O prazo para a elaboração de um relatório e votação no Congresso (Câmara dos Deputados e Senado) deve ser até o dia 5 de outubro de 2023 (A Constituição Federal determina que mudanças de regras eleitorais devam ser aprovadas pelo Congresso Nacional até um ano antes das próximas eleições. Trata-se do chamado “princípio da anualidade eleitoral”).

Em discussão na Câmara dos Deputados, no dia 13 de setembro de 2023 foi aprovado um conjunto de propostas (com 367 votos favoráveis, 86 contra e uma abstenção) e encaminhada para o Senado. Caso seja votada e não haja mudanças em relação à proposta da Câmara, será encaminhada para sanção do Presidente da República e assim as regras passam a valer nas eleições municipais de 2024. Se o prazo não for cumprido, as novas regras terão validade apenas nas eleições de 2026.

Essencialmente o que se propõe é o que chamaram de “a modernização das regras eleitorais”, mas é isso mesmo? O que consta no projeto aprovado? Entre outros aspectos, altera a Lei da Ficha Limpa, fragiliza a transparência eleitoral e a prestação de contas (proíbe que recursos dos partidos possam ser dados como garantia ou bloqueados) restringe a inelegibilidade por improbidade administrativa ao exigir que a ação seja intencional, com lesão ao patrimônio público e enriquecimento ilícito simultaneamente e possibilita ainda que o candidato que (comprovadamente) comprar votos não seja cassado, desde que pague uma multa (a ser estipulada). Hoje, a legislação pune o crime com multa e cassação do mandato.

Também libera doações de pessoas físicas pelo PIX (em que apoiadores possam fazer doações de qualquer valor para as campanhas, o que não é permitido atualmente). Quem fizer doações a candidatos via Pix poderá fazer isso sem ser em uma chave Pix de CPF e os partidos terão que apresentar as informações do doador em até 72h.

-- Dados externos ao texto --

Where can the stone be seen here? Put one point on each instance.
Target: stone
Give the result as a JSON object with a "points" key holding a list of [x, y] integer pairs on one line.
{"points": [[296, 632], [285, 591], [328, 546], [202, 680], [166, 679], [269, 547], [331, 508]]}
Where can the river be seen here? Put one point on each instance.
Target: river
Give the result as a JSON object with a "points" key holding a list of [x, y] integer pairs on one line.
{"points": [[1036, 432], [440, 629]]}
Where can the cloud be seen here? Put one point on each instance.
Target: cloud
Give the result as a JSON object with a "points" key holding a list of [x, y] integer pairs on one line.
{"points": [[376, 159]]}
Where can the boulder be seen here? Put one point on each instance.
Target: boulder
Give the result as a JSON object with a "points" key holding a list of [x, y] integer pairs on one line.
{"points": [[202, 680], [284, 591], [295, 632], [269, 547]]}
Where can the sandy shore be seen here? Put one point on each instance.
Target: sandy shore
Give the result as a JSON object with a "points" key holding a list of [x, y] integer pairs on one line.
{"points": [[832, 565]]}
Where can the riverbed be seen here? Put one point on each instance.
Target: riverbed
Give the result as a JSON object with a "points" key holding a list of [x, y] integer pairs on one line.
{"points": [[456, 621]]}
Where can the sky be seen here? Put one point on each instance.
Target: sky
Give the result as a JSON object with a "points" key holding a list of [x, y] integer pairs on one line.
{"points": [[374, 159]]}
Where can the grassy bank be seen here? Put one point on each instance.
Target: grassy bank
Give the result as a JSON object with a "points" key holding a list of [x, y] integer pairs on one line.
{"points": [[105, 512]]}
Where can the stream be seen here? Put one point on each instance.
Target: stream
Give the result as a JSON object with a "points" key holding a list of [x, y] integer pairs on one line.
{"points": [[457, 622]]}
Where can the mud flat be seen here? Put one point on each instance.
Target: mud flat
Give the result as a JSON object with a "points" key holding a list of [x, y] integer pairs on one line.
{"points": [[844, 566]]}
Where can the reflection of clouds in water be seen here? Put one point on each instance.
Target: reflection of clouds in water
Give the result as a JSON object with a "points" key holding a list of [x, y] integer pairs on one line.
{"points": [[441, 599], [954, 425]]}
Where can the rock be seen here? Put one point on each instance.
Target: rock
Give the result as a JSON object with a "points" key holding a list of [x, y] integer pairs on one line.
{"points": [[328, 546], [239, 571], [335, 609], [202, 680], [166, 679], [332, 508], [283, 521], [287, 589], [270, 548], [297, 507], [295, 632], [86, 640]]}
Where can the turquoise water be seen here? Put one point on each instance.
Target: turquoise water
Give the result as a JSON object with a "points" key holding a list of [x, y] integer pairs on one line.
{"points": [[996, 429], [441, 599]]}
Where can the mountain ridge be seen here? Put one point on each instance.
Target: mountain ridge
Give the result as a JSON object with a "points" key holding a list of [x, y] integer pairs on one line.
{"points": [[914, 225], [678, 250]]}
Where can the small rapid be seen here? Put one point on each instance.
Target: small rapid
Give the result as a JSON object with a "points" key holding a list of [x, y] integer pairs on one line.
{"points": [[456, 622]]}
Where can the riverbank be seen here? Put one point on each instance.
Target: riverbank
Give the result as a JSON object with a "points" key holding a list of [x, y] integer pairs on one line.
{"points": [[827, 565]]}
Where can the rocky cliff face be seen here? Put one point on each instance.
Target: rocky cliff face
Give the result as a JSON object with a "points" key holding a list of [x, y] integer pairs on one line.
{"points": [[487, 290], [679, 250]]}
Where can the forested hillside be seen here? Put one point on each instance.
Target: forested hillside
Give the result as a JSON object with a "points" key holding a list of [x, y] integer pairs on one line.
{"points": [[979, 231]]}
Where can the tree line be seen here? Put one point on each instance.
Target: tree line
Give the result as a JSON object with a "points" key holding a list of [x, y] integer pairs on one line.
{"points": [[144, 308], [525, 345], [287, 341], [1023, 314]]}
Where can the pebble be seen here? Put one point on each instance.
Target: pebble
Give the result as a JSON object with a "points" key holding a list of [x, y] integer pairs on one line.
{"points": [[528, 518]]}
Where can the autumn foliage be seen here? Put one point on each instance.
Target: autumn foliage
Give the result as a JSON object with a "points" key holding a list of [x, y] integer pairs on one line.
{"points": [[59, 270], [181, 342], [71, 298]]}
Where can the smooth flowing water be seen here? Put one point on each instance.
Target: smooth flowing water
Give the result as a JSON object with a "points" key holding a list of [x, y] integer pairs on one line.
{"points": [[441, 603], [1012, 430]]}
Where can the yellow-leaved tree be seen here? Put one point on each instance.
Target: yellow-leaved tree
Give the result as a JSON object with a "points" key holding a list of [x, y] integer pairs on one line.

Acaba também com as prestações de contas parciais feitas no meio da campanha eleitoral (atualmente são exigidas aos partidos, coligações e candidatos), flexibiliza o uso dos recursos para campanhas femininas, permitindo que o dinheiro seja usado em despesas de candidatos homens desde que "haja benefício para campanhas femininas e de pessoas negras".

E em relação às candidaturas femininas, estabelece uma data limite para o repasse de recursos obrigatórios às mulheres candidatas e evitar condutas que configuram fraude à cota de candidaturas femininas, além de definir melhor as condutas tipificadas como crime de violência política contra a mulher. O objetivo é o de “proteção de candidatas e das mulheres no exercício do mandato” e que se autorize o uso de recursos do Fundo Partidário para contratação de serviços de segurança pessoal das candidatas, detentora de mandato ou qualquer mulher em razão de atividade partidária política ou eleitoral que possam ser enquadradas como vítimas de violência política de gênero.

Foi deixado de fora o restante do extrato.